As Missouri school districts await state test scores they should have received months ago, some administrators said they're getting frustrated with the delay.
“I don’t have the data right now for math and reading to even make a determination as to whether the things we invested in last year are making a difference,” Kansas City Public Schools Superintendent Mark Bedell said.
The Missouri Department of Elementary and Secondary Education said Tuesday that districts will get their results in December. Annual performance reports, which are used to make accreditation decisions, won’t be publicly available until January or February. That leaves little time to adjust curriculum before testing begins again in the spring, Bedell said.
“From our perspective, these tests are not meant to be used as an instructional tool," DESE spokeswoman Nancy Bowles said. "They’re to see how students across a district and across our state performed based on the Missouri Learning Standards.”
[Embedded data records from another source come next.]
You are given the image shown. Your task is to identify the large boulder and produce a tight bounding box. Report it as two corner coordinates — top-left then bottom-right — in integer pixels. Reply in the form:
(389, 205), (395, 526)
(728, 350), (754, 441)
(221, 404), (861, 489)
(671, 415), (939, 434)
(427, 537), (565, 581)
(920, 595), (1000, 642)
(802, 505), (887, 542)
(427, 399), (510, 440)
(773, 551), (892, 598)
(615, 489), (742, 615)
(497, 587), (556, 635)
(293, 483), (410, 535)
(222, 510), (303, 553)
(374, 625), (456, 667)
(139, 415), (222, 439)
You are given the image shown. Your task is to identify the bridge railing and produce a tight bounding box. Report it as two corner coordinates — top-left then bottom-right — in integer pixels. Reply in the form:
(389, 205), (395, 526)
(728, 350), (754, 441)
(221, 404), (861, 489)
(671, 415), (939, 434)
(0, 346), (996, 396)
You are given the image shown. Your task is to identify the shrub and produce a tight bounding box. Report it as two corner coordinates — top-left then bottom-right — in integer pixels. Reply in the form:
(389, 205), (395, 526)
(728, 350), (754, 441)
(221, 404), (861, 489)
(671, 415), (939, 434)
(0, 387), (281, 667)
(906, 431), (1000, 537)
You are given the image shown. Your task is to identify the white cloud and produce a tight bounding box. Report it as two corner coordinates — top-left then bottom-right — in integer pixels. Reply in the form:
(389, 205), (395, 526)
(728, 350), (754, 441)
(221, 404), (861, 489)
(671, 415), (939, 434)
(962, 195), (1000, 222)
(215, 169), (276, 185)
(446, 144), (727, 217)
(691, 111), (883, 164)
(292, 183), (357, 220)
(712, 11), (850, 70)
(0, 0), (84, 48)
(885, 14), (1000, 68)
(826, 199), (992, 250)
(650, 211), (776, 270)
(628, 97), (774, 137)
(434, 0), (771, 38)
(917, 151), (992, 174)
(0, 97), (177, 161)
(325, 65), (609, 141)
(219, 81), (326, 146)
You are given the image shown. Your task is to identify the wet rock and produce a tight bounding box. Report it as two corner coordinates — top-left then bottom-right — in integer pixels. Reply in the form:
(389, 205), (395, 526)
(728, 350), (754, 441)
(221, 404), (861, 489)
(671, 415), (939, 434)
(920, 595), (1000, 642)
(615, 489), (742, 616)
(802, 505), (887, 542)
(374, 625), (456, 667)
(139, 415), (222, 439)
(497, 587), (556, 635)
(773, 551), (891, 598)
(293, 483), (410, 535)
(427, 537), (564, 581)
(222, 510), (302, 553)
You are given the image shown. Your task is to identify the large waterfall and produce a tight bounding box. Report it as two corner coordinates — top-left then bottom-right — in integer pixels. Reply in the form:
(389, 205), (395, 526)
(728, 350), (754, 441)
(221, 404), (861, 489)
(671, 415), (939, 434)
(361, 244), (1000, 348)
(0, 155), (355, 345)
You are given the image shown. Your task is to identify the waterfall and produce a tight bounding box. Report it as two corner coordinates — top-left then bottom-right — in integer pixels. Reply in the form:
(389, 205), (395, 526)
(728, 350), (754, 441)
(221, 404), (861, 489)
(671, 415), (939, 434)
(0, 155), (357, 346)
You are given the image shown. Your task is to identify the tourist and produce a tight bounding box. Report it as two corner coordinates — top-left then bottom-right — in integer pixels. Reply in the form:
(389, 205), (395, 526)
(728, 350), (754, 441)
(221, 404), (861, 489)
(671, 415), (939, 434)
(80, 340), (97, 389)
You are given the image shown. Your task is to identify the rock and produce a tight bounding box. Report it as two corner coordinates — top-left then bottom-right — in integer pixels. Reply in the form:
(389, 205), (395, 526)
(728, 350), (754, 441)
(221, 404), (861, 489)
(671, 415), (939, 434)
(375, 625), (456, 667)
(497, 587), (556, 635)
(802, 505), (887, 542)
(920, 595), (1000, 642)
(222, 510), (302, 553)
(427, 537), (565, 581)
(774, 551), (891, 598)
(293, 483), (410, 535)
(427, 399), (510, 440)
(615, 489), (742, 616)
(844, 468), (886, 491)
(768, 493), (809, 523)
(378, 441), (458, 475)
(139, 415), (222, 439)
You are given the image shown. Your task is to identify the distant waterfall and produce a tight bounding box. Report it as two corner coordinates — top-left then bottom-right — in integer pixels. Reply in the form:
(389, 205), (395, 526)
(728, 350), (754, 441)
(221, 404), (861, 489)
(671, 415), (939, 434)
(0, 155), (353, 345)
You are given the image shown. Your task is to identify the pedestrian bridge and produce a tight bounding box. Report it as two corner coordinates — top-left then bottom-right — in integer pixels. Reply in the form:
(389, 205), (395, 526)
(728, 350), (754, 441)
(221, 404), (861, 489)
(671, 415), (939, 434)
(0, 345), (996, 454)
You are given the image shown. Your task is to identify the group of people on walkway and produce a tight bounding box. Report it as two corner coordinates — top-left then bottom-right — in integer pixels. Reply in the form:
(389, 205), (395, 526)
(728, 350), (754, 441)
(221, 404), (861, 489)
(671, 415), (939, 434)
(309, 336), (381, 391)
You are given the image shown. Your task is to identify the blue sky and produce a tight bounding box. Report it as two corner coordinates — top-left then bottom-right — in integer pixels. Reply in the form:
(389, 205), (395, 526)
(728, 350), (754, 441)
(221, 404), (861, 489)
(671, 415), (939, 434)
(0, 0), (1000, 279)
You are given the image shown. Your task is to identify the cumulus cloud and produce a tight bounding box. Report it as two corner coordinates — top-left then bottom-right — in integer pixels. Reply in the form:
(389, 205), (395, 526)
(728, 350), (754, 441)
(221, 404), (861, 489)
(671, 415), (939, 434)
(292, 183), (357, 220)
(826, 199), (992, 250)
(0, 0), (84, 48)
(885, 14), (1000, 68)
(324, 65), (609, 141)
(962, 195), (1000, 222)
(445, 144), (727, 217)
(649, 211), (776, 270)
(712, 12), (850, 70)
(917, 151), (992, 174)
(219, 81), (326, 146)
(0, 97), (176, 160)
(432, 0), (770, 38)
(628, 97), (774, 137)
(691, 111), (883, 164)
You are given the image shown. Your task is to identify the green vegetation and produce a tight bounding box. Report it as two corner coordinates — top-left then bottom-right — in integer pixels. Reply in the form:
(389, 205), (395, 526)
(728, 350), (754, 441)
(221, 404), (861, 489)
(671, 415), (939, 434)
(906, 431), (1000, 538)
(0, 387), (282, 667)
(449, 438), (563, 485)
Bowles attributed the delay to the rollout of new tests in math and English language arts — tests that replaced an assessment Missouri used for only two years. Whenever a new test is scored, a panel of teachers and administrators has to determine what range represents proficiency, a process the state refers to as “setting cut scores.”
But the reality is districts do use the scores to drive decision-making, and it’s not just Bedell who’s getting frustrated with the state.
“For those districts that are waiting on this, they’re going to have to continue the classroom work, they’re going to have to continue the focus on what they’re doing," according to Christopher Hand, the director of assessment for Liberty Public Schools. "The unfortunate thing is they can’t make modifications because they don’t have the data that allows them do that.”
However, Hand noted, delay isn’t affecting Liberty like it would KCPS and other districts awaiting accreditation decisions. The provisionally accredited KCPS needs to show at least two years of progress to regain its standing with the state.
“In a high-stakes testing environment, data is critical,” Bedell said. “That data should be designed to help inform whether your curriculum works. Most people in this state aren’t happy about what’s happening right now, but it really hurts us even more.”
Missouri school districts have seen their preliminary scores on the social studies test, and Bedell is pleased with those results. But for scores in math and English language arts, everyone will have to wait.